Après avoir dépeint le terreau de l’oppression qu’est la famille avec des travellings et des jeux de hors-champ, David Lescot adapte Dans la Colonie pénitentiaire avec pour seul décor une imposante machine de torture, munie de pics et de stylets visant à transpercer et tatouer la chair de sa proie (dont la faute reste inconnue). L’officier qui vante les mérites de l’appareil est celui qui se trouve terrassé. Le metteur en scène fait trop confiance à son décor (très réussi, au demeurant) et ne parvient pas à mettre en mouvement les monologues interminables de l’officier. La gestion de l’espace est inexistante, tandis que la musique refuse toujours de se révéler.

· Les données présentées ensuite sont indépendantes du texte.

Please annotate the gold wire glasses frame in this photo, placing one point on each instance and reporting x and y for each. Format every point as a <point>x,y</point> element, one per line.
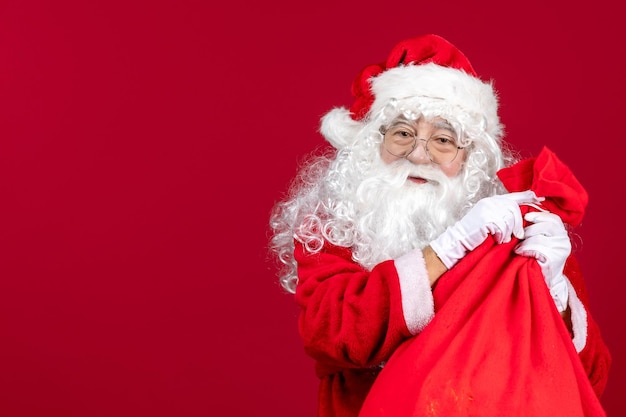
<point>401,141</point>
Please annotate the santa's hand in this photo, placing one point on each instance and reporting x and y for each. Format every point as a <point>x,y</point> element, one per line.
<point>547,241</point>
<point>498,215</point>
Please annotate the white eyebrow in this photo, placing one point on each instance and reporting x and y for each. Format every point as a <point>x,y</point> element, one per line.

Les Châtiments, Opéra de Dijon ; ©Gilles Abegg

La partition égrène et dénude les voix, leur en tire la substantifique moelle, les montre telles qu’elle sont, sans artifices, en récitatifs au rythme de la voix parlée (fidèle à l’allemand de Prague parlé par les personnages de Kafka), voire du stilo concilato monteverdien, plus rapide encore. Il est dommage que l’ampleur de l’Auditorium de Dijon ne puisse rendre justice à une distribution d’une telle qualité. Les parties vocales demandent une simplicité qui, couplées avec un orchestre discret, permettent difficilement de se faire entendre. Allen Boxer porte extraordinairement les trois premiers rôles avec un bagout insolent et un impressionnant atlas de mouvements : Georg au souffle magnifiquement tendu, Gregor au phrasé insidieux comme un virus, et Officier habité d’honneur. Cette polyphonie de perspectives se confirme aux côté de la pimpante et dense Emma Posman – au cœur tangible et aux révélations cruelles –,  d’un Michael Gniffke qui par la surenchère et les divagations remarquablement contrôlés édifient des nœuds de tension dramatique aux appuis assurés, ainsi que de Helena Köhne, Madame Samsa duvetée et d’importance. Le généreux Ugo Rabec et les excellents solistes du Chœur de l’Opéra de Dijon (en madrigal, dans la fosse, ou dans la peau des autres personnages) constituent un autre atout majeur de cette production finalement un peu inégale, car trop confiante en son postulat musical et scénique, et en son matériau littéraire. L’épreuve de la répétition auditive et visuelle, et les fautes d’orthographe des surtitres réservent quelques châtiments au spectateur. L’expérience gagne son sceau d’authenticité.